User Profiling in Social Media

Overview
This project was completed as part of TCSS555 at the University of Washington, Tacoma, in collaboration with Sammy Franklin and Lang Wang. The goal was to build a system that infers user characteristics — age range, gender, and the Big Five personality traits (OCEAN) — from Facebook data provided by the myPersonality dataset. Each team member owned a different data modality: I handled Facebook Likes (relation data), Sammy handled status text, and Lang handled profile pictures.
My Contribution: Inference from Liked Links
My responsibility was to develop the full pipeline for predicting age range and gender from users’ Facebook liked links (relation data).
Data Processing
The raw relation data mapped user IDs to liked page links. I restructured this into a user-centric format using Pandas: iterating through the relation data to consolidate each user’s likes into a single row, then merging with the profile data via an inner join. For age inference, I applied a piecewise bucketing function to convert raw ages into four groups (under 25, 25–34, 35–49, 50+), encoded as integer labels for compatibility with sklearn models.
Model Training
The consolidated like-link strings were fed into a CountVectorizer, producing a sparse binary matrix (users × unique like IDs) used as the feature matrix X_train. I experimented with several classifiers:
- Naive Bayes (initial baseline)
- Logistic Regression
- XGBoost
- Random Forest
- Support Vector Machines (gender only)
Ultimately, an ensemble using majority voting across Naive Bayes, Logistic Regression, and XGBoost yielded the best results. Both the vectorizer and trained models were serialized with Pickle for use at inference time.

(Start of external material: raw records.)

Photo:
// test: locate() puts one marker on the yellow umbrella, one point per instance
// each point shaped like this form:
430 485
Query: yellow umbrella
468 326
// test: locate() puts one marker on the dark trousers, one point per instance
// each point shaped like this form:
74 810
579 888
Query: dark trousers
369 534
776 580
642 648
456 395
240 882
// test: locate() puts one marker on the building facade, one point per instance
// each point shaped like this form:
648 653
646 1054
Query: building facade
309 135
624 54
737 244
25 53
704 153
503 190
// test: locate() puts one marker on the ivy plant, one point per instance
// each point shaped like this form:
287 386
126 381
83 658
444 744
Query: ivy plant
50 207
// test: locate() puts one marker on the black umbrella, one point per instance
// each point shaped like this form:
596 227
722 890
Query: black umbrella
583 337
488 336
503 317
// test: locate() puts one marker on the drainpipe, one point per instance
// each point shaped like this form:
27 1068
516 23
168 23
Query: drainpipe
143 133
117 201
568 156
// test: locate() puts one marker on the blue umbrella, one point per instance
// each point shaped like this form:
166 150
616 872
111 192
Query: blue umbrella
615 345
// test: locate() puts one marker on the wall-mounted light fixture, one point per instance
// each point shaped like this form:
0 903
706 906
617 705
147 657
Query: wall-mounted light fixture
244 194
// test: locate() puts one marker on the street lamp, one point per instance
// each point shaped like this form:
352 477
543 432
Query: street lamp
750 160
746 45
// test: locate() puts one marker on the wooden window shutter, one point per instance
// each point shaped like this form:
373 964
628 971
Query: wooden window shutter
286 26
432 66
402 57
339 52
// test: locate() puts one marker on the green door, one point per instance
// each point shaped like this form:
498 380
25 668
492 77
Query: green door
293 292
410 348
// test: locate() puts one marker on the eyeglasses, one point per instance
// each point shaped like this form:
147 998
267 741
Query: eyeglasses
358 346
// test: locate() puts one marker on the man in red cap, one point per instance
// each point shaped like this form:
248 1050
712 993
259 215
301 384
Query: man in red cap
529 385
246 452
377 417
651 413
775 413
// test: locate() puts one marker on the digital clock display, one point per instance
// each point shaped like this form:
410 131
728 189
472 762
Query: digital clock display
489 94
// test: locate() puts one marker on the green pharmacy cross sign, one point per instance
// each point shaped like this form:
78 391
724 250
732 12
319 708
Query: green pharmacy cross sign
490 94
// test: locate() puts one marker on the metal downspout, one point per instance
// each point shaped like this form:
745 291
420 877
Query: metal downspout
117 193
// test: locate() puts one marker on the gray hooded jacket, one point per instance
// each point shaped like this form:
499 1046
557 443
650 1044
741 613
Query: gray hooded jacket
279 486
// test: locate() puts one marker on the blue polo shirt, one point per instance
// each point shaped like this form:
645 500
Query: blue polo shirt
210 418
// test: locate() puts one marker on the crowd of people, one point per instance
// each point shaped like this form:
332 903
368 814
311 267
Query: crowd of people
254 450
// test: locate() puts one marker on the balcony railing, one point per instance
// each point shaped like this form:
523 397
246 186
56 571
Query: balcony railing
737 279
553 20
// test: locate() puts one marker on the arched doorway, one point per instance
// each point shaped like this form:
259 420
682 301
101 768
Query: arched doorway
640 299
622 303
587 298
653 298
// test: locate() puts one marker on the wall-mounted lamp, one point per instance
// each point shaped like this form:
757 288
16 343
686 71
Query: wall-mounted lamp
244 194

Prediction & Ensemble Voting
At prediction time, each model in the ensemble produced an independent prediction, stored in a DataFrame. The mode across models was taken as the final prediction — a simple but effective voting strategy. Age predictions were converted back to their string group labels before submission.
Experiment: Removing Infrequent Likes
I ran an ablation experiment to test whether removing the least-frequently liked links improved accuracy. Removing up to 5 of the rarest links showed a modest improvement in gender accuracy locally, but hurt age range accuracy — and both metrics declined on the evaluation VM, suggesting the removal introduced noise rather than reducing it.
Results
| Test Type | Age Range Accuracy | Gender Accuracy |
|---|---|---|
| Training Data | 0.63 | 0.82 |
| Evaluation Data | 0.66 | 0.82 |
Gender, as a binary classification task, was the stronger result at 0.82 on both training and evaluation data. Age range accuracy improved by 3% from training to evaluation, finishing at 0.66 across four categories.
Team Results Summary
| Modality | Model | Age Acc | Gender Acc | OCEAN Avg RMSE |
|---|---|---|---|---|
| Likes (Dean) | Ensemble (NB + LR + XGBoost) | 0.66 | 0.82 | — |
| Text (Sammy) | MLP-2 (tag-partitioned sums) | 0.562 | 0.731 | 0.726 |
| Text (Sammy) | LSTM + LIWC | 0.508 | 0.675 | 0.716 |
| Images (Lang) | 2D CNN (Keras/TensorFlow) | — | 0.65 | — |
The like-based ensemble achieved the highest gender accuracy across all modalities, and every team member exceeded the baseline for at least one category.
Tech Stack
- Python, Pandas, scikit-learn, XGBoost
- PyTorch, NLTK, GloVe embeddings (text models)
- Keras / TensorFlow (CNN for images)
- Pickle for model serialization
- Ubuntu server for evaluation